Friday, May 26, 2006
An interesting piece on the Prime Minister of Israel, Ehud Olmert. (Requires registration). Here are two excerpts:
While training with an elite infantry unit, [Olmert] broke two limbs. He used his healing time to enroll at Hebrew University, majoring in philosophy, psychology, and law. It was there that he became an activist. In 1966, just 20, he made his real political debut in a speech to a Herut conference. To the audience's shock, he called on Begin, who was actually in the room, to resign for failing to carry national elections. This was more than just heresy. For Herut, Begin was larger than life--the uncontested leader. And the crowd reacted to Olmert with unmitigated fury. Recovering from the initial shock, it rose to storm the podium. He would have been physically assaulted had Begin himself not demanded that they let the young man make his point.

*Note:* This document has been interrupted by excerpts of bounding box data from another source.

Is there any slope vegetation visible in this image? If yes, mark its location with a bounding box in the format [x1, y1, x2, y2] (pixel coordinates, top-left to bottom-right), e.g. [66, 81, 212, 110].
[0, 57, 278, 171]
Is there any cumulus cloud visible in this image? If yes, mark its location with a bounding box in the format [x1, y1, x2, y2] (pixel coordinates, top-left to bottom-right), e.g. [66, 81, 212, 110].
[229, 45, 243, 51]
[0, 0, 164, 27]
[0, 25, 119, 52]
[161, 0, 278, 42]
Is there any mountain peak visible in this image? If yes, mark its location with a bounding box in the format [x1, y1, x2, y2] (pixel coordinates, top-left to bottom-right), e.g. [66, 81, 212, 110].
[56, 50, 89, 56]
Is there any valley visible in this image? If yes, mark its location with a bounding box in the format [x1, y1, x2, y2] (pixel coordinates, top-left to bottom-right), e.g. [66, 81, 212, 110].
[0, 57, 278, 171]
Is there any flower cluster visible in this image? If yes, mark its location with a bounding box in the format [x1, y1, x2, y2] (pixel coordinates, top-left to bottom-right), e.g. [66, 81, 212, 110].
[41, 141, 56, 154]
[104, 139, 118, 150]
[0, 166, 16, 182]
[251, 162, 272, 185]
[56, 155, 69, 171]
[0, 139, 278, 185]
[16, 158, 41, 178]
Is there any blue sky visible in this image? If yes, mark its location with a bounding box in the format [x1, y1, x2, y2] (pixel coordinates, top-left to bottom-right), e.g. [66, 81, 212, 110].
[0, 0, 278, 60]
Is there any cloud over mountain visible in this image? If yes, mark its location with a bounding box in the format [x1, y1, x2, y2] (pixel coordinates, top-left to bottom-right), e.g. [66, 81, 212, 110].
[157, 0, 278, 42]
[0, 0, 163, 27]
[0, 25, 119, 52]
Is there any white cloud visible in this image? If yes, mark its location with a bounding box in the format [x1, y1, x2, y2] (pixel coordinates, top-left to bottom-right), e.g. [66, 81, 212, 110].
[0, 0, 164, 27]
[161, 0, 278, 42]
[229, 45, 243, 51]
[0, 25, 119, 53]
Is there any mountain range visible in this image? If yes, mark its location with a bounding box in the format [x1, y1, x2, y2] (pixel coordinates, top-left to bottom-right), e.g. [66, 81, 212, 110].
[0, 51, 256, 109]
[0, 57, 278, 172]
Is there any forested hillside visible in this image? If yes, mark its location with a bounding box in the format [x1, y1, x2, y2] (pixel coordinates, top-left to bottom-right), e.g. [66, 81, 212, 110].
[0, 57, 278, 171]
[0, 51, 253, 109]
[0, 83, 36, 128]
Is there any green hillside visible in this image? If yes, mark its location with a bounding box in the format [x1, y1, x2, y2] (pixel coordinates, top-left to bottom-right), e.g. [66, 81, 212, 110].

That showed courage, but it also showed an inability to understand his fellows. Consider also what an amazing time this is for Israel. I had not reflected on the following:
The seven months between the August 2005 withdrawal from Gaza and the March 2006 elections was one of the most dramatic periods in Israeli history. During that short time, the political world turned over no less than four times. First, there was the pullout itself, which doomed the fate of the old hawkish worldview. Second, Sharon left Likud, breaking the old system dominated by two dueling parties. Then Sharon lapsed into a coma, and finally, after all that tumult, the Palestinians went and elected Hamas.
Read the whole thing. An interesting article, although perhaps too favorable towards Olmert.